(RxWiki News) In most cases, a drug is first created to treat one disease. Later down the road, however, researchers may find that the drug can be used for other purposes - which is the case now with a certain diabetes drug.
A medication used to treat type 2 diabetes may also treat addiction to cocaine and other drugs, according to a recent study.
The researchers found that a medication called exendin-4 - which is already used to treat diabetes - reduced the rewarding effects of cocaine in animals.
However, this means this medication won't be available for humans unless further studies are done.
"Seek help for drug addiction."
It is already known that a specific brain mechanism is involved in the treatment of diabetes.

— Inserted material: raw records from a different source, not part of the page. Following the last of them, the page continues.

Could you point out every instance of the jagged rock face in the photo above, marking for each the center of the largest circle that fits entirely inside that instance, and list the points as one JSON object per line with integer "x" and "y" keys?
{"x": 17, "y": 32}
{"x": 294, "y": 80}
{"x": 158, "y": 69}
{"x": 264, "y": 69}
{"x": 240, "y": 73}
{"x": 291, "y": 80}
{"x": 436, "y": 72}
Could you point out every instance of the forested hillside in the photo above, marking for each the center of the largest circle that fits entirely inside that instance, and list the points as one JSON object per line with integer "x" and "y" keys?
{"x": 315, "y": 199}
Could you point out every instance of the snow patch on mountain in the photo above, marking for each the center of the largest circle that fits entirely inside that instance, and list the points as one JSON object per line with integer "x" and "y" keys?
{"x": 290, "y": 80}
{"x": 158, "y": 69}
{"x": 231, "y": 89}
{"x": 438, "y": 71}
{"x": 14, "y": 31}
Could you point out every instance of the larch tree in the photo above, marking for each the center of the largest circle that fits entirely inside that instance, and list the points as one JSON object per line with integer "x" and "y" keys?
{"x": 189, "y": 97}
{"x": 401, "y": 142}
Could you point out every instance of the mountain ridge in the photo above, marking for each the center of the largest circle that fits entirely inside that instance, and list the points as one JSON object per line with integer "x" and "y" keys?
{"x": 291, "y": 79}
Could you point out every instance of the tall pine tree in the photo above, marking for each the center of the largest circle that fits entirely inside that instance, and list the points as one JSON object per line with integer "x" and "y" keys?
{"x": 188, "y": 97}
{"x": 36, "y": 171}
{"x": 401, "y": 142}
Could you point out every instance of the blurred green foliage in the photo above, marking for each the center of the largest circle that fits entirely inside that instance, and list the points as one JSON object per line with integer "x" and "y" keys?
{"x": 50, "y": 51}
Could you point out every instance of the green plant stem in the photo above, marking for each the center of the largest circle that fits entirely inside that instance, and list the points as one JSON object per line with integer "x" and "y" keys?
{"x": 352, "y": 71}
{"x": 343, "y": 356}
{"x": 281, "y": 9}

Gregg Stanwood, PhD, of the Vanderbilt Kennedy Center and Vanderbilt Brain Institute, and colleagues showed that the same brain mechanism may also be involved in certain types of drug addiction.
"We suspect that this is a general mechanism that will translate to additional drugs of abuse, especially other stimulants like amphetamine and methamphetamine," said Dr. Stanwood.
Exendin-4 or exenatide (sold as Byetta and Bydureon) is a drug that works by stimulating the pancreas to make more insulin when blood sugar levels rise too high. Insulin is a hormone that helps the body move sugar out of the blood to be used as energy by other body tissues. In diabetes, patients' blood sugar rises because they either do not respond properly to insulin or do not make enough insulin.
Exendin-4 is already approved by the FDA to treat diabetes, said Aurelio Galli, PhD, of the Vanderbilt Brain Institute.
"I think the power of this research is that it is so easily translatable to humans because it is already FDA approved," said Dr. Galli.
This study is the first sign that the diabetes medication will work on addiction to stimulants, he said.
Dr. Galli went on to explain that any disease based on problems with dopamine (the hormone that gives the reward effect from stimulant drugs) could be targeted by this diabetes medication.
Dr. Stanwood noted that it is important to be cautious about applying these findings to humans. Because addiction in humans is a complicated disorder, it is unlikely that all humans with drug addiction would respond in the same way to treatment with exendin-4.
While there are non-medical treatments for stimulant addiction, there have been no successful drug treatments, said Dr. Stanwood.
The results of this study may give other researchers a starting point to develop a medication to help patients fight addiction, he said.
"We don't expect this to be a magic bullet where one can simply take this drug and their addiction goes away, but hopefully a medication like this, in combination with social and behavioral support, will help an addict on the road to recovery," Dr. Stanwood concluded.
As Dr. Stanwood and colleagues pointed out, the results of this study cannot be applied to humans just yet. More research is needed to see if exendin-4 leads to the same results in humans. However, since the drug is already approved by the FDA, this means that one obstacle has already been eliminated.
The study was supported by the National Institutes of Health.
The findings were published as the Letter to the Editor in the journal Molecular Psychiatry.